In the example you gave, the reason that $\mathbb Q(\sqrt 2+\sqrt 3)=\mathbb Q(\sqrt 2-\sqrt 3)$ is because $\mathbb Q(\pm\sqrt 2+\pm\sqrt 3)$ contains $\sqrt 2$ and $\sqrt 3$:
Notice that $(\pm \sqrt 2+\pm\sqrt 3)^2=2+3\pm 2\sqrt 6$, so $\sqrt 6$ is in the extension, but since $\sqrt 6=\sqrt 3\sqrt 2$, it follows that both $\sqrt 2 $ and $\sqrt 3$ are also in the extension.

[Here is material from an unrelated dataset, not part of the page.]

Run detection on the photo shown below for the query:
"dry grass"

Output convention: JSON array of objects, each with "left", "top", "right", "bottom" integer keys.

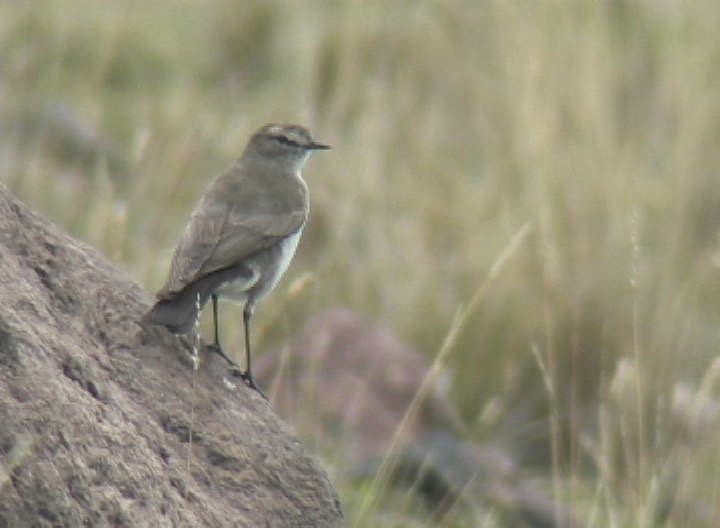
[{"left": 0, "top": 0, "right": 720, "bottom": 527}]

This is essentially telling you that $K=\mathbb Q(\sqrt 2+\sqrt 3)=\mathbb Q(\sqrt 2,\sqrt 3)$, which is the splitting field for $(x^2-2)(x^2-3)$ (which is equivalent to saying that $K$ is a Galois extension), and the fact that $K$ is splitting (Galois) tells us that all the conjugates of any $\alpha\in K$ is also in $K$.
I should add, to answer your question, that what I am essentially saying is that an extension $F(\alpha)/F$ contains all conjugates of $\alpha$ if and only if it is a splitting field (resp. Galois).